Some look like trees. Others, a flight of birds. A new "flock" of turbines is coming, thanks to vertical axis technology.
There is no single design for these upended wind catchers, but all share one key aspect: the blades turn around an axis that points skyward. And unlike their horizontal brethren, the components and associated generators of a vertical turbine are placed at its base, giving it a lower center of gravity. Most are also relatively small, and unlike horizontal units, they can be grouped very closely together to optimize efficiency.
In many large cities, including New York, San Francisco, Boston and Chicago, city officials and scientists have been studying vertical axis turbines and contemplating their use.
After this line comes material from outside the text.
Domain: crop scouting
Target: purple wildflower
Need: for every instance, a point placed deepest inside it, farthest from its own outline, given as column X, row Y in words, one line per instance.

Paris has embraced the notion with enthusiasm, even allowing two giant turbines of this type to be installed within the steel latticework of the Eiffel Tower, which might someday generate enough electricity to power the ground floor of the tourist attraction. Some private firms worldwide have begun integrating vertical axis turbines into architectural plans for commercial buildings.
But vertical turbines have also attracted a sizable number of skeptics and naysayers.
“You can make a [vertical axis wind turbine] that will produce electricity,” says Robert Preus, a researcher at the National Renewable Energy Laboratory in Colorado who helped develop certification criteria for small wind turbines in the U.S. “The question is whether or not you can do so competitively.”